Even though Hulu’s code is not subject to the underlying patent dispute, “the potential exposure of Roku’s source code to malicious actors poses a threat to Hulu’s own efforts to secure its streaming content and services.” Hulu stated that it is concerned that requiring Roku to make its source code available could set a precedent requiring others to make source code available for review, which Hulu fears could “[diminish source code] security.”

Hulu stated that “Roku’s Motion, and the risk to Hulu’s source code that Roku’s Motion seeks to avoid, has direct ramifications for Hulu” because Hulu’s content can be viewed on Roku, thus this could potentially expose Hulu’s content. Hulu noted that hackers often attempt to reach its code. While the company is able to thwart these attempts, “Hulu…expends significant efforts to ensure that all of its device manufacturing partners’ systems, including Roku’s contain the strongest security measures possible to protect its services’ content from being improperly downloaded and pirated.” Hulu asserted that remote review of the source code at issue would not provide the same protections and hackers could potentially gain access to the code.

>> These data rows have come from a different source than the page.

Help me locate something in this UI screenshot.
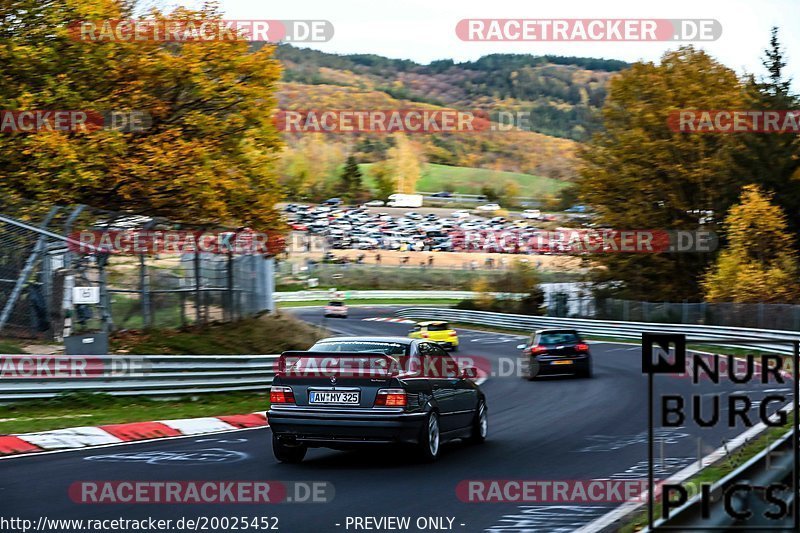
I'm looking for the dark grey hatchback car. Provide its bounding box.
[517,329,592,379]
[268,337,489,463]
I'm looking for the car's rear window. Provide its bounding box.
[539,332,581,344]
[308,341,408,355]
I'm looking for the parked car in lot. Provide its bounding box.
[325,300,347,318]
[408,320,458,351]
[267,337,489,463]
[517,329,592,379]
[522,209,542,220]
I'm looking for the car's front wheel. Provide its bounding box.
[272,433,308,464]
[525,357,541,381]
[417,411,441,462]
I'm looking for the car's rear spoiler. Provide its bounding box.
[275,351,403,378]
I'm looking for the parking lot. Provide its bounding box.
[284,204,580,255]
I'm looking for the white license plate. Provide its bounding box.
[308,391,360,405]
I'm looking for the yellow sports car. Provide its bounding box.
[408,320,458,351]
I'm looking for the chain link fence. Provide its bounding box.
[0,200,274,340]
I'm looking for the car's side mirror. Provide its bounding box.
[461,366,478,379]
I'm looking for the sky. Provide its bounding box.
[166,0,800,92]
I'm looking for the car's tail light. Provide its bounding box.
[375,389,408,407]
[269,387,294,404]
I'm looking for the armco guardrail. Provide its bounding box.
[0,355,278,402]
[396,308,800,355]
[273,290,476,302]
[645,431,797,531]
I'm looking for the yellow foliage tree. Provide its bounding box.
[0,0,282,229]
[703,185,800,303]
[388,132,421,194]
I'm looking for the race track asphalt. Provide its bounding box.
[0,306,791,532]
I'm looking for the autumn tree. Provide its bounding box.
[370,161,397,200]
[0,0,282,228]
[336,155,366,203]
[577,47,746,301]
[703,185,800,303]
[736,28,800,233]
[388,132,422,194]
[280,133,345,201]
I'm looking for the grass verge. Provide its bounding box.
[0,339,25,355]
[111,314,324,355]
[0,393,269,435]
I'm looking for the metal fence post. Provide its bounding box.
[139,254,153,328]
[226,252,237,320]
[0,207,59,330]
[193,251,202,324]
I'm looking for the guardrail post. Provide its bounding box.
[193,251,202,324]
[139,254,153,328]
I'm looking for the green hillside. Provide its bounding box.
[360,163,568,198]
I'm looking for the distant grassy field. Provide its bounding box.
[360,163,568,197]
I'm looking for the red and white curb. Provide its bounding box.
[0,411,269,457]
[362,317,417,324]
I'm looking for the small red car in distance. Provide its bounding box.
[325,300,347,318]
[517,329,592,379]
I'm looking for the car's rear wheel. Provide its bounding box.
[526,357,541,381]
[417,411,441,462]
[469,400,489,444]
[272,433,308,464]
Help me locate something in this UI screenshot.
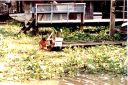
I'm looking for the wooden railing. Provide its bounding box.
[36,3,86,23]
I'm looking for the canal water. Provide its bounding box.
[0,74,128,85]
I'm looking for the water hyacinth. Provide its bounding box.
[0,25,126,80]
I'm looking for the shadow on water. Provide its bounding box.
[0,74,128,85]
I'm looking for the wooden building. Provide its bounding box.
[0,0,127,23]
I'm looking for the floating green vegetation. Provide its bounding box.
[0,25,127,81]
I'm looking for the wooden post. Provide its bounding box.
[109,0,115,36]
[80,13,84,32]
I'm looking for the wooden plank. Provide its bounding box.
[62,41,126,48]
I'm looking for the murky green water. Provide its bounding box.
[0,74,128,85]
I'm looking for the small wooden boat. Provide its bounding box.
[9,13,32,22]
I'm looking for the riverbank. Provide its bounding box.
[0,25,127,81]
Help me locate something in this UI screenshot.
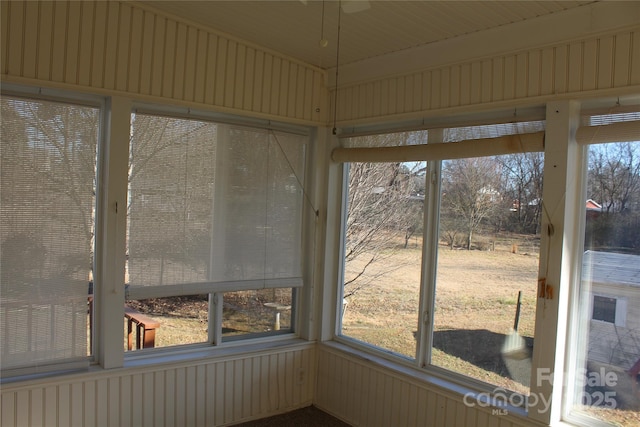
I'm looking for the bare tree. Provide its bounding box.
[344,163,424,297]
[496,153,544,234]
[589,142,640,212]
[441,157,501,250]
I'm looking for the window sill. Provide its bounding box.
[319,341,542,425]
[2,334,316,391]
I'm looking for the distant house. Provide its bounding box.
[582,251,640,369]
[586,199,602,211]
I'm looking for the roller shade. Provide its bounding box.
[127,114,307,299]
[331,120,640,163]
[0,96,100,372]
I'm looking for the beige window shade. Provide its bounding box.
[127,114,306,298]
[0,96,100,372]
[331,120,640,163]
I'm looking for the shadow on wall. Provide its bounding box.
[433,329,533,387]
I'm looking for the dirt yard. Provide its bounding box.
[343,245,640,427]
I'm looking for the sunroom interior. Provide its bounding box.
[0,0,640,427]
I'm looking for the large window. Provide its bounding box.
[0,96,101,371]
[339,122,543,403]
[0,86,310,378]
[570,135,640,426]
[124,113,307,346]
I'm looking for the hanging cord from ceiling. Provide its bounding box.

Hulu alleged that Canon has sought to “modify the protective order under which Roku’s source code was originally produced.” As a result, “Hulu, as well as other technology companies subject to discovery in the legal process, may similarly be forced to forego the time-tested practice of source code review on secured standalone computers for the inherently more vulnerable risks associated with connecting that source code and transmitting it on the Internet.”

Hulu claimed that requiring the remote review of source code in this patent case is “inherently and incurably insecure.” Hulu relied on the “industry standard of permitting source code review only on standalone non-Internet connected computers [which] is based on the established understanding that source code made available for inspection on a computer connected to the Internet is more vulnerable to malicious access or hacking by unauthorized third parties.”

The brief noted that the “risk posed by the exposure of its highly sensitive and valuable source code is so great that Hulu imposes restrictions on its own engineers’ access to that code.” Hulu added that these protections cannot be made during a remote review of the code.

Canon is represented by Paul Hastings; Roku and TCL are represented by Ropes & Gray, and Hulu is represented by O’Melveny & Myers.